All of this brings me to my main point, which is the confusion that set in when I started remembering the weird urban legend equivalents of my Soviet youth. The thing is, those stories make no sense. The creepy-crawlies that were exchanged around the Young Pioneer bonfire have standard "scary" elements, but the more I remembered them last night, the more bewildered I became. What the fuck were they supposed to warn against? I was reminded of a conversation with my mom from a few months ago. She had just finished The Wind-Up Bird Chronicle and I asked her what she thought. She reflected for a minute and finally said: "you know, on one hand it is a brilliant, incredibly complex work of both fiction and history, as each other. On the other hand, you read it and you think: what a cluster of Japanese schitzophrenia." Now, the Soviet canon of "scary stories," for all its ethnographic complexity was obviously not penned by Murakami, but comfortably fits in the second category. If other canons of stories and urban languages are semiotically a bit like language systems, the Soviet stories are a psychoanalytic equivalent of esperanto--weird, artificially constructed bricolage that reproduces nothing except itself in an overdetermined group, is basically insane, and could only be popular in a country where Lamarck trumped Darwin because that worked better with dialectical materialism.
I sort of understand the complaints of my friends who don't "get" Russian jokes. I love Russian humor, but can see where the chasm lies. But even *I* don't get these Russian equivalent of urban legends, and I grew up on them. They are not really scary and they don't really warn you against anything tangible like picking up hitchikers or entertaining your boyfriend on babysitting time. Instead, they just sort of convey general anxiety. While they employ elements from everyday reality and occasionally have moralistic underdones as befits the genre, they do so in a dreamlike fashion, where these elements are arbitrary and inscribed into some internal truth of the narrative, rather than any kind of recognizable logic.

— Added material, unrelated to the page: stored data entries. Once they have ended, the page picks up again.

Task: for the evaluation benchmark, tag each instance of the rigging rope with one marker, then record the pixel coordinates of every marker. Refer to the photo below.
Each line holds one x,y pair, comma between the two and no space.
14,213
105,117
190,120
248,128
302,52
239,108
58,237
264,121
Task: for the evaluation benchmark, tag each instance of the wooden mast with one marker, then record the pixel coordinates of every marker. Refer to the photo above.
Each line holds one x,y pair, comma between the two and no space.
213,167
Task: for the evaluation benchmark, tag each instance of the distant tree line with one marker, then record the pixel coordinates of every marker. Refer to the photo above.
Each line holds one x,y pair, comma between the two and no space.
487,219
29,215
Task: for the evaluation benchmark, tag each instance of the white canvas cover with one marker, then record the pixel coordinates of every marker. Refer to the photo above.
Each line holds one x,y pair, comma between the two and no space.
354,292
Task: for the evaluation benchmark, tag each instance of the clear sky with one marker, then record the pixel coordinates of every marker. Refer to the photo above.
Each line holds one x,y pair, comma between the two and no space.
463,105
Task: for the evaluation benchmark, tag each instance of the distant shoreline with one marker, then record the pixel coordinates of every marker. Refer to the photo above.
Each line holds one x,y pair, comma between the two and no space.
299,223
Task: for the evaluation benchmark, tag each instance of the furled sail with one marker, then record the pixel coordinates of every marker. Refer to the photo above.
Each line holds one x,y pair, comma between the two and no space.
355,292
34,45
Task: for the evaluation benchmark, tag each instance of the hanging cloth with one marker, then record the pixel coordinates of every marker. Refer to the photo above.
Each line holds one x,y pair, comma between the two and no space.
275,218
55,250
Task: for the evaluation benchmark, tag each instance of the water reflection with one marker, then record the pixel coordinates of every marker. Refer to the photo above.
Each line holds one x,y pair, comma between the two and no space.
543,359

There is no cat, no cradle, only a coffin on wheels:
( Enter at your own risk )
See? Totally insane. Actually, now that I wrote them down a dominant theme does emerge, sort of: a warning against the color red, which, I suppose, does make sense and can be summed up by the following Soviet joke:
A foreigner walks down the street in Moscow, trips and falls into a sewer hole. A policeman helps him out of the sewer and the foreigner says angrily: "you know, in other countires open sewer holes are marked off by red flags so that people don't fall in. The policeman says: "when you arrived at the border, did you see a large red flag?" "Yes," says the foreigner. "So what are you complaining about?"